Here are the parents;








By digiavp at 2012-01-12








By digiavp at 2012-01-12








By digiavp at 2012-01-12








By digiavp at 2012-01-12








By digiavp at 2012-01-12








By digiavp at 2012-01-12








By digiavp at 2012-01-12
He was alittle wet in these photos...was not finnished blow drying him, He was unhappy..
I hope this is in the right thread.


----------



## Laurelin (Nov 2, 2006)

Is that your dog in the last pics? It's hard to really see much in those pictures.

My advice would be to have a handler (or two or three) look him over and tell you what they think. Also, paps are a late showing breed. We didn't even enter the ring until Beau was 3 years old.


----------



## Griffon (Jan 29, 2012)

Yes I agree it is definitely difficult to tell by the photographs... you need some handlers to look at him and go to some shows and look at the Paps in the showring. I am not expert with Paps in any way shape or form... I showed a couple many years ago and raised one litter... So I was never into the breed in a big way.
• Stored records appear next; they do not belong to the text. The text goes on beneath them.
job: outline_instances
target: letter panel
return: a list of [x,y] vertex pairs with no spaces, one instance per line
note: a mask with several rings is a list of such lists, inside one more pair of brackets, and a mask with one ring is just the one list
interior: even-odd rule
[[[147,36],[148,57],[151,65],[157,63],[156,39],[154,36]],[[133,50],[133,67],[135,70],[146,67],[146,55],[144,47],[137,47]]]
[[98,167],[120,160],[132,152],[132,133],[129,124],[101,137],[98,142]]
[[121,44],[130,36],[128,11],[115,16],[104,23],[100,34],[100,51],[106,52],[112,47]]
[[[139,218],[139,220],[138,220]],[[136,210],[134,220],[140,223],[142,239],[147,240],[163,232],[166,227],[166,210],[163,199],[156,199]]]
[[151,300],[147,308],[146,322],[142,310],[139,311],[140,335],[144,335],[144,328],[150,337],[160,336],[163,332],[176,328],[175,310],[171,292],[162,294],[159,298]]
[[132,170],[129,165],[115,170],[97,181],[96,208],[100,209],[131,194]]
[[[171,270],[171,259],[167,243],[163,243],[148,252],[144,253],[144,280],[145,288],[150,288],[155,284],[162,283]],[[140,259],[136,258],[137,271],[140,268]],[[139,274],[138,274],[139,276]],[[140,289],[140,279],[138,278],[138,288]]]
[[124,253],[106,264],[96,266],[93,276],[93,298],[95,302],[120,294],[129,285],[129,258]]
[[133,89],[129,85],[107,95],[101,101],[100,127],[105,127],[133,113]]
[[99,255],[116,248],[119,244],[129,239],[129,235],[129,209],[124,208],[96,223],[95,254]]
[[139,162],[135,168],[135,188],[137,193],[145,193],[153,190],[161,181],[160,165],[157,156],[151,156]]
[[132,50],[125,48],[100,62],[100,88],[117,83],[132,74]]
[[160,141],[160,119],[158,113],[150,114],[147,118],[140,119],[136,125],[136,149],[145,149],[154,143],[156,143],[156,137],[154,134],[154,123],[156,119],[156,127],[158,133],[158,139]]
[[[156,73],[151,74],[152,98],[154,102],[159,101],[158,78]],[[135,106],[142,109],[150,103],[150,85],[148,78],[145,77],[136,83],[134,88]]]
There isn't a whole lot you can do to hide the shoulders... try baiting him when you are on the move to try and keep his shoulder up whilst moving, but the judge is going to notice the shoulders as soon as the judge examines him... so even a lot of coat isn't going to hide what the judge feels under that coat. 

laurelin is right, they are a slow maturing breed, I showed my male and got class in groups but could never win a Best Of Breed with him... even if he was the only one in the breed or a Best Opposite sex, until he was about 18 months or more.... judges liked him but always said "too immature"...we won a number of puppy in group with him but he didn't get a group win until he was well over years of age... I was beginning to think he would never get it together... 

If you can get an unbiased opinion from another breeder that would also be good, but sometimes that is very difficult. 

As far as parents having great ears etc, sometimes breeding can be a bit of a lucky dip... you just don't know what you are going to get and not every puppy in the litter is going to be show quality.... even the most tightly line bred litters still have a number of pets in the litter... doesn't mean we love them any less.... And in the past I have had a top winning puppy and then by the time the puppy is 12 months old, it has been very average... others have been average to start with and by 12 months have bloomed.... 

Try and get some other opinions, especially from handlers that can actually put their hands on your dog and make an assessment. Good luck


----------



## nfedyk (Jan 14, 2012)

I can't help you in this area but just wanted to say your papillon looks alot like ours especially his facial markings.


----------